The first part of the question simply asks you to substitute small values of $n$ into the expression $n^2-n+41$ and to test if these values are prime. I did this for $n=1$ to $12$, and all the values seemed prime. This leads me onto the second part of the question where I am stuck.
I'll paraphrase the question:
(1)(b)
Find a positive integer value of $n$ for which the expression $n^2-n+41$ is not a prime number.
My attempt
I will decompose the expression $n^2-n+41$ into symbolic and numeric parts i.e. $n^2-n$ and $41$, in order to obtain a better understanding of it.
The symbolic part of the expression $n^2-n$ can be factorised to $n(n-1)$. From this it is apparent that this portion of the expression will only ever return even values, because it will always be of the form where we have an odd number multiplied by an even number. For example: for $n=5$, an odd number, we have $5(5-1)=5(4)=20$; similarly for $n=4$, an even number, we have $4(4-1)=4(3)=12$.
The addition of an odd number and even number returns an odd number, thus the addition of $41$ (an odd number) to $n^2-n$ (an expression which always returns even numbers) will give an odd number for all integer values of $n$.
As $n^2-n+41$ always returns odd numbers, it then stands to reason that if we are to find any non-prime value of this expression it will also be odd.
The only way I could think of doing this was by defining the odd numbers as $2n+1$, (where $2n$ is an even number and $n$ is an integer) and equating this to the expression in the hope that the intersection would return values that are odd and non-prime, however it is not the case that this equivalence returned an integer value of $n$ for which this expression is not prime.
Where have I gone wrong?
Best Answer
How about $n=41$?
In general, if you choose $n$ so that all of the terms in a sum are divisible by the same number, then the whole sum will be divisible by that number.

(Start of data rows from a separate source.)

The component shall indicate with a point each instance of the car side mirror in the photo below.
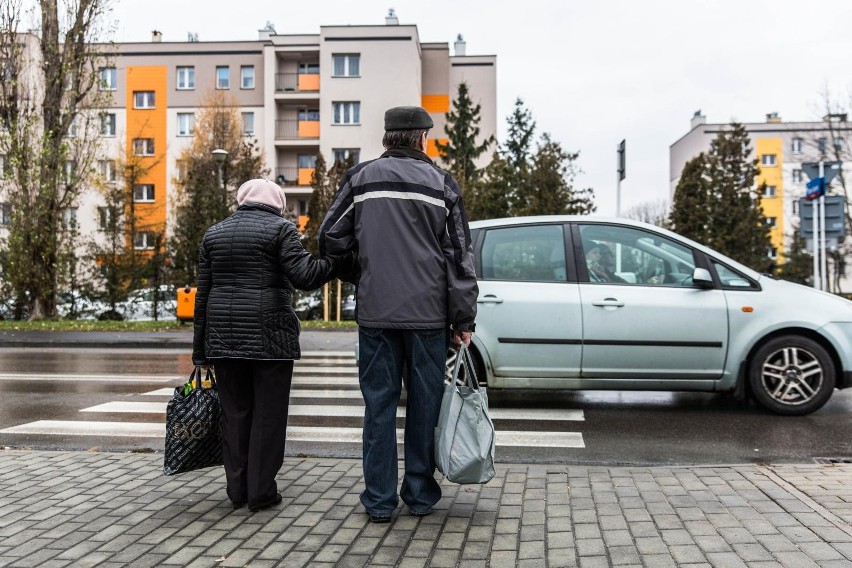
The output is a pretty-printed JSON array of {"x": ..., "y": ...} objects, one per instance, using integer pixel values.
[{"x": 701, "y": 277}]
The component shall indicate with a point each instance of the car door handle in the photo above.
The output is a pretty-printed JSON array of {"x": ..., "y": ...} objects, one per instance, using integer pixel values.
[{"x": 609, "y": 303}]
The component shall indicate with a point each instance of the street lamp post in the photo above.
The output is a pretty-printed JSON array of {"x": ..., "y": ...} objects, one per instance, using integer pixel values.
[{"x": 220, "y": 156}]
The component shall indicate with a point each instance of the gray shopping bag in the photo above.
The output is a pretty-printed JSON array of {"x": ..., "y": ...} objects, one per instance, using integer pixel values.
[{"x": 464, "y": 437}]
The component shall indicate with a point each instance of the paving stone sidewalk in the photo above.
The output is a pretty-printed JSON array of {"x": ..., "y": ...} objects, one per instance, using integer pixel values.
[{"x": 107, "y": 509}]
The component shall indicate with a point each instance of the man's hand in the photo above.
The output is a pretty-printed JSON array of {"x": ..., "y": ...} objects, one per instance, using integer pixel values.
[{"x": 460, "y": 337}]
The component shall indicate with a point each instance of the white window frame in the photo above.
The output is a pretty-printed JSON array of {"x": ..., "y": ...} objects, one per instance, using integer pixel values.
[
  {"x": 347, "y": 59},
  {"x": 145, "y": 144},
  {"x": 248, "y": 123},
  {"x": 185, "y": 78},
  {"x": 220, "y": 85},
  {"x": 142, "y": 243},
  {"x": 185, "y": 123},
  {"x": 143, "y": 100},
  {"x": 143, "y": 193},
  {"x": 343, "y": 113},
  {"x": 247, "y": 80},
  {"x": 108, "y": 119},
  {"x": 109, "y": 78},
  {"x": 797, "y": 145}
]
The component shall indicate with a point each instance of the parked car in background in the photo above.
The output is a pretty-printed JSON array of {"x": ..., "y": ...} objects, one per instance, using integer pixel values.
[{"x": 589, "y": 303}]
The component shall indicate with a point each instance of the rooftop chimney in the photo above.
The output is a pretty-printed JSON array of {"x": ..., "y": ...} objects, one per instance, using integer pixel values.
[
  {"x": 460, "y": 45},
  {"x": 267, "y": 31}
]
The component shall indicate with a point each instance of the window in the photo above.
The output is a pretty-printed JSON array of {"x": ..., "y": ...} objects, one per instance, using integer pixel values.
[
  {"x": 108, "y": 78},
  {"x": 105, "y": 218},
  {"x": 107, "y": 170},
  {"x": 308, "y": 68},
  {"x": 309, "y": 114},
  {"x": 223, "y": 77},
  {"x": 525, "y": 254},
  {"x": 247, "y": 77},
  {"x": 343, "y": 154},
  {"x": 248, "y": 123},
  {"x": 144, "y": 240},
  {"x": 346, "y": 113},
  {"x": 108, "y": 124},
  {"x": 143, "y": 99},
  {"x": 69, "y": 218},
  {"x": 143, "y": 146},
  {"x": 346, "y": 65},
  {"x": 621, "y": 255},
  {"x": 186, "y": 78},
  {"x": 307, "y": 161},
  {"x": 186, "y": 123},
  {"x": 143, "y": 192}
]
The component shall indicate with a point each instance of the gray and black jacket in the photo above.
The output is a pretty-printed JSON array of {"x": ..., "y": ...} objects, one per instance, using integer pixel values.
[{"x": 405, "y": 218}]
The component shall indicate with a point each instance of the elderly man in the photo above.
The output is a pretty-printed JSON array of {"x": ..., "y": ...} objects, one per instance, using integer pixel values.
[{"x": 416, "y": 287}]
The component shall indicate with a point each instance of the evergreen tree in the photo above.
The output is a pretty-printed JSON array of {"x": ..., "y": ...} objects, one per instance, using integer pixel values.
[
  {"x": 462, "y": 150},
  {"x": 201, "y": 201},
  {"x": 738, "y": 227},
  {"x": 691, "y": 214}
]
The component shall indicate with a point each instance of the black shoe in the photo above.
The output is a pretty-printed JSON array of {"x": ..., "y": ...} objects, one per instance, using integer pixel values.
[{"x": 275, "y": 501}]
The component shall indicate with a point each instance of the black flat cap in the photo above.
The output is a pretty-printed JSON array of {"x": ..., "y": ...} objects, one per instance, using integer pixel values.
[{"x": 407, "y": 118}]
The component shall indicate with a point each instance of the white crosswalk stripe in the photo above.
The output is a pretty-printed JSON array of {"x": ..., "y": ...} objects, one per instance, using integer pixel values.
[{"x": 325, "y": 388}]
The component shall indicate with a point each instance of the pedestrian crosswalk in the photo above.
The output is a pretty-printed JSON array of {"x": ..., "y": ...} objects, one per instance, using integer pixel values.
[{"x": 325, "y": 408}]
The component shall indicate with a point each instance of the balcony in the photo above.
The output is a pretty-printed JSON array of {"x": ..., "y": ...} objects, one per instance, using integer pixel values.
[
  {"x": 296, "y": 83},
  {"x": 294, "y": 177},
  {"x": 293, "y": 129}
]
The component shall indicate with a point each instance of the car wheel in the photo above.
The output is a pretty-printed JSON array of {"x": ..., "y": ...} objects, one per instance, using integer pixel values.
[
  {"x": 792, "y": 375},
  {"x": 452, "y": 355}
]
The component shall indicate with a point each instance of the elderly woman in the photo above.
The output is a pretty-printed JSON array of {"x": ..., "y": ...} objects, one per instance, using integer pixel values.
[{"x": 245, "y": 326}]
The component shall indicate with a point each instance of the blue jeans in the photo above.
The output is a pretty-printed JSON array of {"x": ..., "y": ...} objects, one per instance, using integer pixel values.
[{"x": 386, "y": 358}]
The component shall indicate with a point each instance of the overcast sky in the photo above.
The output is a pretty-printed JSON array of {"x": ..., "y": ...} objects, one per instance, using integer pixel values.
[{"x": 592, "y": 72}]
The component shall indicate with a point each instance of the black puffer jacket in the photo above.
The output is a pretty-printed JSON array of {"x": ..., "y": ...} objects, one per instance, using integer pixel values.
[{"x": 248, "y": 266}]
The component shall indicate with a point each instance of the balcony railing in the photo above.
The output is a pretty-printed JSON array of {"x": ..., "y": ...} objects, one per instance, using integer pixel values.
[
  {"x": 291, "y": 129},
  {"x": 296, "y": 82}
]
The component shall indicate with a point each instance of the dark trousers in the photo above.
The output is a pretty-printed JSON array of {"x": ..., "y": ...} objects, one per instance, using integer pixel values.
[
  {"x": 255, "y": 396},
  {"x": 387, "y": 357}
]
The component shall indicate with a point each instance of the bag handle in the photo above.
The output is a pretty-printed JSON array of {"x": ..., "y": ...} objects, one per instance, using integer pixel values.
[{"x": 464, "y": 358}]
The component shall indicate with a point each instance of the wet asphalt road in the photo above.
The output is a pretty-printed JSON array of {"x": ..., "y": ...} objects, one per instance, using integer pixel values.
[{"x": 647, "y": 428}]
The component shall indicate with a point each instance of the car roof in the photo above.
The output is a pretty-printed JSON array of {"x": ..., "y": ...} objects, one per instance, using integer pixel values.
[{"x": 510, "y": 221}]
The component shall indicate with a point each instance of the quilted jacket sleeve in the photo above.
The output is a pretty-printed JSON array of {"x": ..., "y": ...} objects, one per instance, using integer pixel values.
[
  {"x": 202, "y": 293},
  {"x": 303, "y": 270}
]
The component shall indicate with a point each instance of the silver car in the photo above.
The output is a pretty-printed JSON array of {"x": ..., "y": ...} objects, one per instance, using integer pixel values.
[{"x": 591, "y": 303}]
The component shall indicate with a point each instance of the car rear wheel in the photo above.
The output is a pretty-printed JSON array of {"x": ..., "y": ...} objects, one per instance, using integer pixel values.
[
  {"x": 479, "y": 368},
  {"x": 792, "y": 375}
]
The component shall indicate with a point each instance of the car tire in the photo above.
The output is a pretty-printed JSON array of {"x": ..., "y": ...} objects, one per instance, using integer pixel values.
[
  {"x": 477, "y": 363},
  {"x": 792, "y": 375}
]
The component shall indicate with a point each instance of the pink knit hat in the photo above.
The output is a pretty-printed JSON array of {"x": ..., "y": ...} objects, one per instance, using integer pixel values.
[{"x": 262, "y": 191}]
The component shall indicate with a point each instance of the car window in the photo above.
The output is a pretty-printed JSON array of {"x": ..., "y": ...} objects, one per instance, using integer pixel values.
[
  {"x": 624, "y": 255},
  {"x": 730, "y": 278},
  {"x": 529, "y": 253}
]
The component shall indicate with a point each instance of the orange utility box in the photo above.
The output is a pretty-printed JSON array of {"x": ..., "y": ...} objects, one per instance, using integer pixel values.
[{"x": 186, "y": 303}]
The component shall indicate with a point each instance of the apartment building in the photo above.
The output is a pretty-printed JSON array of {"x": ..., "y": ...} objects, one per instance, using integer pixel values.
[
  {"x": 298, "y": 95},
  {"x": 780, "y": 148}
]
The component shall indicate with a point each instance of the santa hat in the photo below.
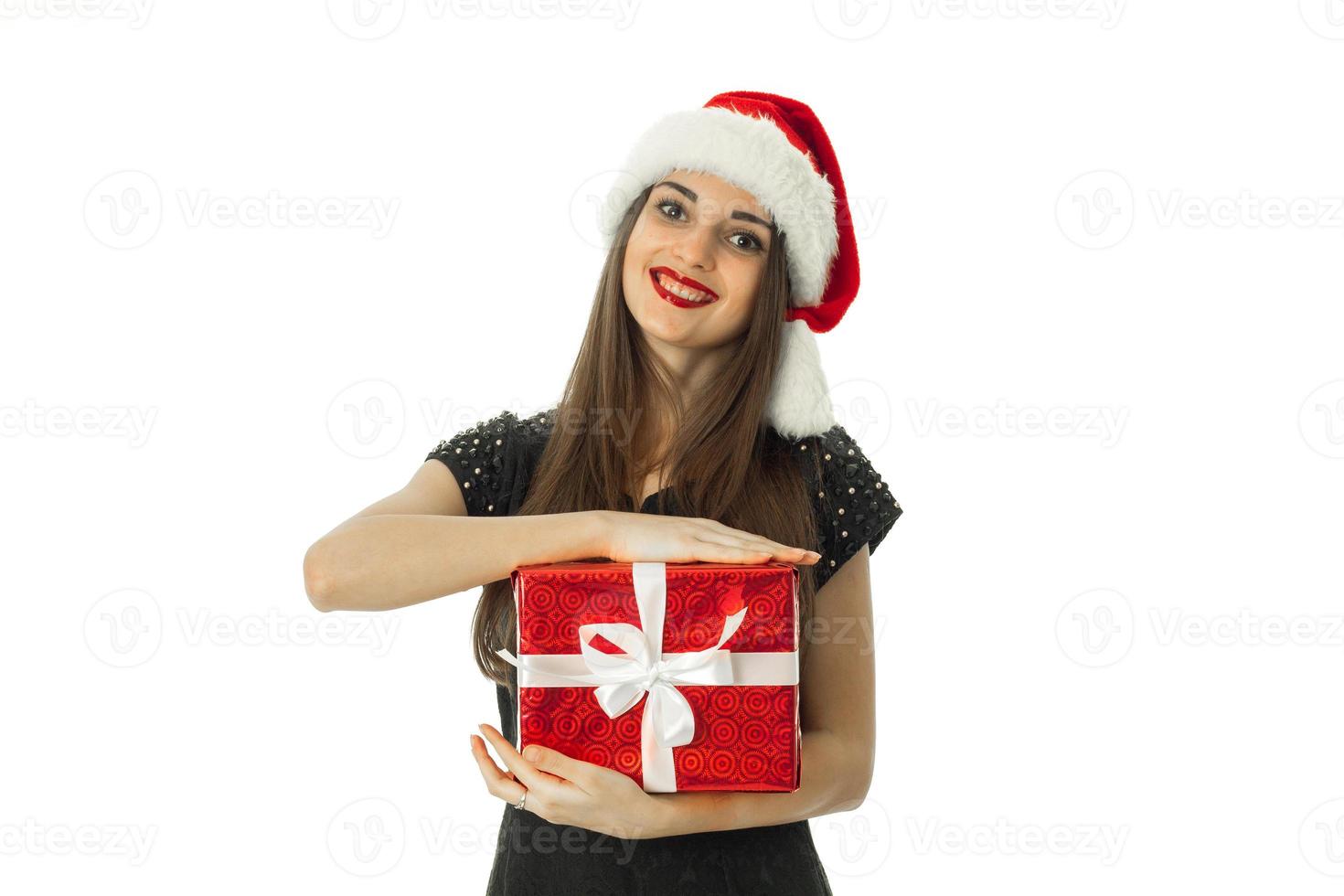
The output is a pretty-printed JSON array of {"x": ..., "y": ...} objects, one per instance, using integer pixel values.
[{"x": 775, "y": 149}]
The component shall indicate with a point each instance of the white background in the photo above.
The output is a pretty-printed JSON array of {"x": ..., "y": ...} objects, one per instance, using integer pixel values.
[{"x": 1118, "y": 635}]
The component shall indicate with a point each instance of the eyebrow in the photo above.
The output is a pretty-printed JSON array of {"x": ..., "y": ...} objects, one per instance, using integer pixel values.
[{"x": 740, "y": 215}]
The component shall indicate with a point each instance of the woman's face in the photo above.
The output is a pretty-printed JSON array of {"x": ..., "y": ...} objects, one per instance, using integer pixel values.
[{"x": 711, "y": 235}]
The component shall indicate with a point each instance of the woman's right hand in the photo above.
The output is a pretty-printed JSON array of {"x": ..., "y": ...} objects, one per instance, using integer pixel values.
[{"x": 631, "y": 538}]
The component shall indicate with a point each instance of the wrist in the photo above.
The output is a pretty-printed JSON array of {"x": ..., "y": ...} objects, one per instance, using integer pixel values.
[{"x": 597, "y": 534}]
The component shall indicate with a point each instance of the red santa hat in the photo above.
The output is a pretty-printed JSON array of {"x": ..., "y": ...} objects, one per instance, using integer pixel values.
[{"x": 775, "y": 149}]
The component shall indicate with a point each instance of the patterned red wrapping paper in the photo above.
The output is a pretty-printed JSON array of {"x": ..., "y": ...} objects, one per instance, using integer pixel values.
[{"x": 746, "y": 735}]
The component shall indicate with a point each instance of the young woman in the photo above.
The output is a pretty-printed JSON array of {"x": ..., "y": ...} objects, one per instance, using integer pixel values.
[{"x": 695, "y": 426}]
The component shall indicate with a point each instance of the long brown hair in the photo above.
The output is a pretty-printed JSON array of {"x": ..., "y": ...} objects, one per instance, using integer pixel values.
[{"x": 722, "y": 461}]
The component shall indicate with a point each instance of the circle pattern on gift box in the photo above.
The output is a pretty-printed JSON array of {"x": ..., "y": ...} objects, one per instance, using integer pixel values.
[{"x": 745, "y": 736}]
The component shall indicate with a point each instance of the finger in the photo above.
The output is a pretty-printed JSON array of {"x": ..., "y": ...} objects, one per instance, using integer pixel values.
[
  {"x": 761, "y": 549},
  {"x": 720, "y": 552},
  {"x": 496, "y": 782},
  {"x": 761, "y": 541},
  {"x": 526, "y": 772},
  {"x": 560, "y": 764}
]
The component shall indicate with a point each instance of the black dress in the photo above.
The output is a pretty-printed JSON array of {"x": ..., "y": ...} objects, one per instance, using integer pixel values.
[{"x": 494, "y": 463}]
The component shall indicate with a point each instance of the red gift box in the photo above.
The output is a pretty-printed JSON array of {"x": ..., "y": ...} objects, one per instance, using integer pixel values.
[{"x": 683, "y": 676}]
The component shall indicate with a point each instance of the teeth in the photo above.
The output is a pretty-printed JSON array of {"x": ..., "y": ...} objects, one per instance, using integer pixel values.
[{"x": 677, "y": 289}]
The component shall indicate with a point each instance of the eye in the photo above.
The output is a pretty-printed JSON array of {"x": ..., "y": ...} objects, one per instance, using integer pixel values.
[
  {"x": 752, "y": 245},
  {"x": 667, "y": 202}
]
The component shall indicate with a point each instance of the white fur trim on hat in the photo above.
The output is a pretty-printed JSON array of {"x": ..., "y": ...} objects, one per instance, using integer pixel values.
[
  {"x": 752, "y": 154},
  {"x": 800, "y": 398}
]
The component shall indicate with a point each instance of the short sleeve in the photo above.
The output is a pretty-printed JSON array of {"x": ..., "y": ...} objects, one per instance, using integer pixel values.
[
  {"x": 492, "y": 461},
  {"x": 854, "y": 504}
]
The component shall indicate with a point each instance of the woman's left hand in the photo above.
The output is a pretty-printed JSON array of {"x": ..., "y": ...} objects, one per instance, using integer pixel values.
[{"x": 569, "y": 792}]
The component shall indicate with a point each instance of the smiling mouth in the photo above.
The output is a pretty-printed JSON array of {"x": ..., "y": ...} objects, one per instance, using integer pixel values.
[{"x": 679, "y": 291}]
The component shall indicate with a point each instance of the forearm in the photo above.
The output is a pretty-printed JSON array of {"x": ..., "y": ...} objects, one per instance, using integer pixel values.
[
  {"x": 831, "y": 774},
  {"x": 392, "y": 560}
]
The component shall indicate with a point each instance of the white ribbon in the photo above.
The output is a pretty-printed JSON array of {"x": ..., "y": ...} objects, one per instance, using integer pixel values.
[{"x": 643, "y": 667}]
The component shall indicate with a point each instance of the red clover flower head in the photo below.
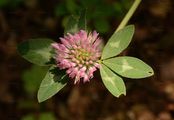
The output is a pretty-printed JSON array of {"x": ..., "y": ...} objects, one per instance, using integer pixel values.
[{"x": 79, "y": 54}]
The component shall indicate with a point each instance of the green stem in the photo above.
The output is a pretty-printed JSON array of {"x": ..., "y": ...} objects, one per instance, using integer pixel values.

Edit: My understanding is that your approach was to set $n^2-n+41 = 2n+1$ and look for integer solutions. But this is quite a strong condition: you're saying not just that $n^2-n+41$ is odd, but that it's the particular odd number $2n+1$. This is a quadratic in $n$, so it has at most $2$ solutions - it's not particularly surprising that it doesn't have integer solutions.
But for any integer value of $n$, $n^2-n+41$ is odd. If you just want to express that $n^2-n+41$ is odd, the relevant equation is $n^2 -n +41 = 2k+1$. This equation has exactly one integer solution for every value of $n$: an example is $n = 41$, $k = 840$.